Apple shares fell more than seven percent to $507.69 in after-hours trade on the flat profit and a weaker-than-expected outlook ahead.

While Apple profit beat Wall Street expectations, shares were "trading down" largely due to "disappointing" guidance that revenue will drop in the current quarter despite the benefits of launching the iPhone last week on China's largest telecom network, RBC Capital Markets said in a note to investors.

"China Mobile has more subscibers than anyone in the world," Apple chief Tim Cook said during an earnings call when asked about the iPhone launch on that network.

"I do see it as a watershed moment for Apple and have a very strong belief in the ability of the two companies to do great things together."

Apple company said it sold 26 million iPads during the quarter, also an all-time quarterly record, as well as 4.8 million Macs.

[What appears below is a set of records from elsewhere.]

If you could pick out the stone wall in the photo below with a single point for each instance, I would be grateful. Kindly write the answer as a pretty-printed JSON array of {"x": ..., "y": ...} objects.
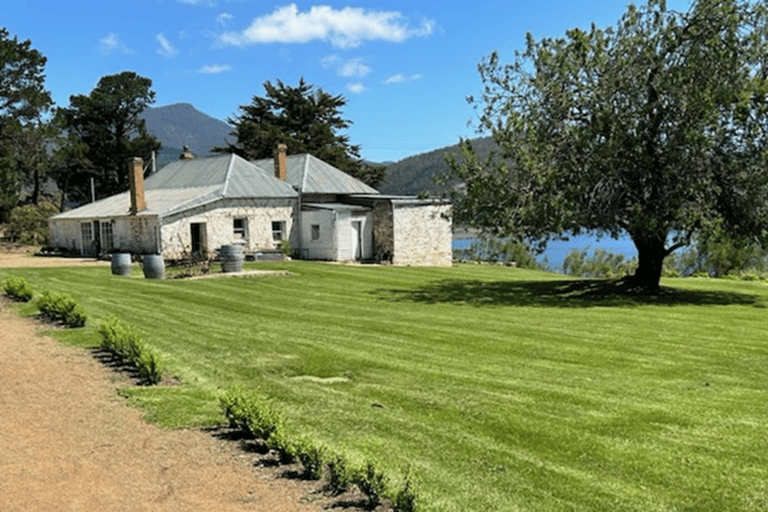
[
  {"x": 422, "y": 233},
  {"x": 219, "y": 221}
]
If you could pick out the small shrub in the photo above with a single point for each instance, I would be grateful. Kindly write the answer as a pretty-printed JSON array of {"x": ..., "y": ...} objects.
[
  {"x": 149, "y": 367},
  {"x": 405, "y": 499},
  {"x": 340, "y": 477},
  {"x": 312, "y": 458},
  {"x": 371, "y": 483},
  {"x": 61, "y": 307},
  {"x": 251, "y": 412},
  {"x": 18, "y": 289},
  {"x": 126, "y": 343},
  {"x": 286, "y": 448}
]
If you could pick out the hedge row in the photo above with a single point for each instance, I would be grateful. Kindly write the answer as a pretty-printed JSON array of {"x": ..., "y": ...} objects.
[
  {"x": 126, "y": 343},
  {"x": 17, "y": 288},
  {"x": 257, "y": 416},
  {"x": 61, "y": 307}
]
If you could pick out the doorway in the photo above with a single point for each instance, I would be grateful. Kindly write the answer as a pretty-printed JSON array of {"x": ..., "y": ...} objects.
[
  {"x": 198, "y": 238},
  {"x": 357, "y": 239}
]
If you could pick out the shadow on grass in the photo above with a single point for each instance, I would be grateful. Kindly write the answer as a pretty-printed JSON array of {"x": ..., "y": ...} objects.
[{"x": 563, "y": 293}]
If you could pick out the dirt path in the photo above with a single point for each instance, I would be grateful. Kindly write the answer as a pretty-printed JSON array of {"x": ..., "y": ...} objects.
[{"x": 67, "y": 442}]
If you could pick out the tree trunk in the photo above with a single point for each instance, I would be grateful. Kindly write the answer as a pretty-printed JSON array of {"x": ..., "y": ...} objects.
[{"x": 650, "y": 259}]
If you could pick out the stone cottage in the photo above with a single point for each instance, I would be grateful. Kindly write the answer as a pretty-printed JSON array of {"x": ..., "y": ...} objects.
[{"x": 195, "y": 206}]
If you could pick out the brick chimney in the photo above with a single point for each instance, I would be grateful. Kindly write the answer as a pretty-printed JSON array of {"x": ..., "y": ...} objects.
[
  {"x": 281, "y": 168},
  {"x": 136, "y": 179},
  {"x": 186, "y": 154}
]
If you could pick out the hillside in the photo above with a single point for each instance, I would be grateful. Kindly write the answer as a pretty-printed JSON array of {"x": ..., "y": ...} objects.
[
  {"x": 416, "y": 174},
  {"x": 181, "y": 124}
]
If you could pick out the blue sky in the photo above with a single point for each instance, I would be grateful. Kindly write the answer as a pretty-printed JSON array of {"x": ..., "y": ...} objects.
[{"x": 405, "y": 67}]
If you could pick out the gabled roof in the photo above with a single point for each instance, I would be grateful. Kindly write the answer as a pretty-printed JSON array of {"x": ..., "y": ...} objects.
[
  {"x": 186, "y": 184},
  {"x": 310, "y": 175}
]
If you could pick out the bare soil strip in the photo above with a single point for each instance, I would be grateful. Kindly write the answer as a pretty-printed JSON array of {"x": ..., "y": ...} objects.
[{"x": 68, "y": 442}]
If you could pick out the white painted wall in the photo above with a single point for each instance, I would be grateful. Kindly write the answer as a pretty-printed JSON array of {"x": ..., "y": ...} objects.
[
  {"x": 219, "y": 227},
  {"x": 324, "y": 248}
]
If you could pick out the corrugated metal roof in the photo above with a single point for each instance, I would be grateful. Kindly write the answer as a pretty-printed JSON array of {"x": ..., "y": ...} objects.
[
  {"x": 187, "y": 184},
  {"x": 313, "y": 176},
  {"x": 159, "y": 202}
]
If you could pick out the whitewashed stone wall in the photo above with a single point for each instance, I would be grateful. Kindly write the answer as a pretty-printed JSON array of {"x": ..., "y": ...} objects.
[
  {"x": 65, "y": 234},
  {"x": 422, "y": 234},
  {"x": 219, "y": 227},
  {"x": 138, "y": 235}
]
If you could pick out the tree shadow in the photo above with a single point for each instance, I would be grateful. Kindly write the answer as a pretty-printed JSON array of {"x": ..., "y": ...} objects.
[{"x": 563, "y": 293}]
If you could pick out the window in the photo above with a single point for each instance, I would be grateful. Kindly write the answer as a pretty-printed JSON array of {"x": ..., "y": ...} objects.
[
  {"x": 278, "y": 230},
  {"x": 107, "y": 238},
  {"x": 87, "y": 233},
  {"x": 239, "y": 228}
]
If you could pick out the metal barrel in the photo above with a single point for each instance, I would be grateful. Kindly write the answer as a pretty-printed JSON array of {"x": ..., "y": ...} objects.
[
  {"x": 232, "y": 257},
  {"x": 121, "y": 263},
  {"x": 154, "y": 266}
]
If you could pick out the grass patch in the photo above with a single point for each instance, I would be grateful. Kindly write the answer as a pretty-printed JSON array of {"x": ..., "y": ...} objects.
[{"x": 497, "y": 388}]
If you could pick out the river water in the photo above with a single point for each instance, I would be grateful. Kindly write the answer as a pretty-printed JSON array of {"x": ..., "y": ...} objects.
[{"x": 557, "y": 250}]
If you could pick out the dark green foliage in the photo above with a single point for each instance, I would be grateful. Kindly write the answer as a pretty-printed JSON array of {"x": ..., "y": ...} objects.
[
  {"x": 655, "y": 128},
  {"x": 312, "y": 457},
  {"x": 127, "y": 344},
  {"x": 372, "y": 483},
  {"x": 287, "y": 449},
  {"x": 28, "y": 224},
  {"x": 23, "y": 102},
  {"x": 305, "y": 119},
  {"x": 106, "y": 131},
  {"x": 340, "y": 475},
  {"x": 405, "y": 499},
  {"x": 601, "y": 264},
  {"x": 61, "y": 307},
  {"x": 503, "y": 250},
  {"x": 250, "y": 411},
  {"x": 18, "y": 289}
]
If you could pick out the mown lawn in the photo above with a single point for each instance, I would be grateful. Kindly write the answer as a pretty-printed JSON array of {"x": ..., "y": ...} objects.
[{"x": 498, "y": 389}]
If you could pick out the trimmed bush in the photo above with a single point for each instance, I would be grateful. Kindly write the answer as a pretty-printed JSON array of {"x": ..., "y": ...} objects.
[
  {"x": 405, "y": 499},
  {"x": 373, "y": 484},
  {"x": 17, "y": 288},
  {"x": 340, "y": 476},
  {"x": 312, "y": 458},
  {"x": 251, "y": 412},
  {"x": 126, "y": 343},
  {"x": 61, "y": 307}
]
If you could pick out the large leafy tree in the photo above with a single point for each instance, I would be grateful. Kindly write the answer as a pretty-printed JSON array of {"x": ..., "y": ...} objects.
[
  {"x": 104, "y": 131},
  {"x": 656, "y": 128},
  {"x": 306, "y": 120},
  {"x": 23, "y": 129}
]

"We are really happy with our record iPhone and iPad sales, the strong performance of our Mac products and the continued growth of iTunes, software and services," Cook said.

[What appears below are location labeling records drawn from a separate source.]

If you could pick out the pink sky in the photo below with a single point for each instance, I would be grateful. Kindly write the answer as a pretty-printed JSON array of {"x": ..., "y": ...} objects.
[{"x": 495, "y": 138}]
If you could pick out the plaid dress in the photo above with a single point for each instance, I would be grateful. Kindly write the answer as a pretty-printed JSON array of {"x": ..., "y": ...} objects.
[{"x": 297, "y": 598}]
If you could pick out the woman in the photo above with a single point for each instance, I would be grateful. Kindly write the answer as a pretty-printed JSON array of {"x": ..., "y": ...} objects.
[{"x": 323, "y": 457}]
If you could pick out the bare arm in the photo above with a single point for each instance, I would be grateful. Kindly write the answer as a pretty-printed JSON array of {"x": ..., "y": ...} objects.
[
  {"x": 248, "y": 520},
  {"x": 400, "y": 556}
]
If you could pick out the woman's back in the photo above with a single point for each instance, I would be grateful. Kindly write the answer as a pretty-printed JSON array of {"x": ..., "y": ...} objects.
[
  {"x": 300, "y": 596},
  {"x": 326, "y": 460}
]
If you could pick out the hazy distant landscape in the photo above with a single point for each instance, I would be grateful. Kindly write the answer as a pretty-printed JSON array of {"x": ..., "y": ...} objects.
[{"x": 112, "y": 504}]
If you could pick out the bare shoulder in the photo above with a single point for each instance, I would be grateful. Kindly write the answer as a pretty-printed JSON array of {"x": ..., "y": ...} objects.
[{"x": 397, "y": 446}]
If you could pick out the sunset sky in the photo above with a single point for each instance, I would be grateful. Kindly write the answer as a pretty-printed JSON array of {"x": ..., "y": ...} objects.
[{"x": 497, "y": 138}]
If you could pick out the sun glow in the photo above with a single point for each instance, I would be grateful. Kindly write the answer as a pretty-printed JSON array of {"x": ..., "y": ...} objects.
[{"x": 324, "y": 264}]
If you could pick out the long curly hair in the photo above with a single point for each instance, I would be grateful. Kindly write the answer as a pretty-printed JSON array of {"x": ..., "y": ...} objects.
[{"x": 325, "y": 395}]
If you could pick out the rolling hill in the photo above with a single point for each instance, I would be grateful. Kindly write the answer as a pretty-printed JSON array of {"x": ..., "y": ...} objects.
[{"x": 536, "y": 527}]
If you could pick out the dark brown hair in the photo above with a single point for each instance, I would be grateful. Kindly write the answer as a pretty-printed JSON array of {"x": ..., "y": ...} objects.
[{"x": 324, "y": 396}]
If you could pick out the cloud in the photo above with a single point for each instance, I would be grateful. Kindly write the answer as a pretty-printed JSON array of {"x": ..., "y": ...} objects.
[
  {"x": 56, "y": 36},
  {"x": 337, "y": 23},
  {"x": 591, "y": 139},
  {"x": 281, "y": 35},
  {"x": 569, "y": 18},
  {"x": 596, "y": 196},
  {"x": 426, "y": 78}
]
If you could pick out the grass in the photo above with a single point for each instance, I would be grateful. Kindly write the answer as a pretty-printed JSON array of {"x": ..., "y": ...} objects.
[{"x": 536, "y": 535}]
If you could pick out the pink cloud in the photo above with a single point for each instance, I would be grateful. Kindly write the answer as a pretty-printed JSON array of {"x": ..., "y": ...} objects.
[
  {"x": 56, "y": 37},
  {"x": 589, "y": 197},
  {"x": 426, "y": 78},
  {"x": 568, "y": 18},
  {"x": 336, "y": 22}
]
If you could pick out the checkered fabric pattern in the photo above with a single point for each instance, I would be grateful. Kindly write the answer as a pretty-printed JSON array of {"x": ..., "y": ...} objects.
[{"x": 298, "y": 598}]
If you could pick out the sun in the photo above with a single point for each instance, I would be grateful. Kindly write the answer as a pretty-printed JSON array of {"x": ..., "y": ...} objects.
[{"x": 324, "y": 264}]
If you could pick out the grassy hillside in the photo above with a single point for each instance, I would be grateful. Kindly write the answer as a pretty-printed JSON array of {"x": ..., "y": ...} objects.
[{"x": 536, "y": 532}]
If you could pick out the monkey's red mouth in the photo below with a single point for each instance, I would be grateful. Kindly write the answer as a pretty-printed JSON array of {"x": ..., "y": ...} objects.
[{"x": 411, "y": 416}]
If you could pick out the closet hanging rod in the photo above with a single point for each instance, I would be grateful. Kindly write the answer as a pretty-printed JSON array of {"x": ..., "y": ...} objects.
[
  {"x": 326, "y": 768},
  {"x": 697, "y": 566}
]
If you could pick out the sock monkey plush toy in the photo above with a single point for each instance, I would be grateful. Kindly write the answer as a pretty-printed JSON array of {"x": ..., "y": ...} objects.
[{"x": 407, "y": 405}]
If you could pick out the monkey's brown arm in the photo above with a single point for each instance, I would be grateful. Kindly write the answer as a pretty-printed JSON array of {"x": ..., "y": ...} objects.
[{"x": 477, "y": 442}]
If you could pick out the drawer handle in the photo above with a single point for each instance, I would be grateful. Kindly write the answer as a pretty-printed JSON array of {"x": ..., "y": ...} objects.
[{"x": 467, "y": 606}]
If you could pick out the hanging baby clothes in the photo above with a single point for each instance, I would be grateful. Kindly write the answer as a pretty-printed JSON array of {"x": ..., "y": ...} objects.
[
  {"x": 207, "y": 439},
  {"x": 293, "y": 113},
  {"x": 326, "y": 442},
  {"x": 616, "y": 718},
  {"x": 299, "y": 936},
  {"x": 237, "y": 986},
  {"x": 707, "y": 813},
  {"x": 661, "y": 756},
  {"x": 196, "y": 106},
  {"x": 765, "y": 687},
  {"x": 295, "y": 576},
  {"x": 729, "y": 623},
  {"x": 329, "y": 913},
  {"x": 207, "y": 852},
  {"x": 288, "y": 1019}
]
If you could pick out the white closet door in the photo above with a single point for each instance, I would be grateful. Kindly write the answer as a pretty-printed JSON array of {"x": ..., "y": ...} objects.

"We love having the most satisfied, loyal and engaged customers, and are continuing to invest heavily in our future to make their experiences with our products and services even better."

While Apple remains the most valuable and among the most profitable companies, some analysts are concerned it is losing its edge and failing to keep up with rivals in the smartphone and tablet markets.

"Some of the shipments may be records, but Apple shares are taking it on the chin here. Sometimes great is not great enough," said Jon Ogg at 24/7 Wall Street.

The profit amounted to $14.50 a share, better than analyst forecasts.

But Apple's outlook for the current quarter, its second fiscal quarter, were below forecasts at between $42 billion and $44 billion in revenue.

Apple has been facing pressure from billionaire Carl Icahn, which wants the company to boost the size of its share buyback to deliver more cash to shareholders.

Apple is progressing on a plan to return $100 billion to investors through dividends and repurchasing shares and gave no indication it intended to expand the program.

"We are a big believer in buying back the stock," Cook said.

Some analysts expressed concern that while sales of iPhones and iPads leapt, the overall smartphone and tablet markets jumped much higher in a sign that Apple was not gaining share.

International Data Corporation (IDC) reported on Monday that global shipments of smartphones last year topped a billion for the first time, up 38.4 percent from the 725.3 million shipped in 2012.

Apple had the "lowest year-on-year increase" of all major smartphone makers even though 5S and 5C models available in more countries, according to IDC.

"Samsung ended the quarter the same way it began the year: as the clear leader in worldwide smartphone shipments," IDC said.

"Now that Apple has finally arrived at China Mobile, it remains to be seen how much Apple will close the gap against Samsung in 2014."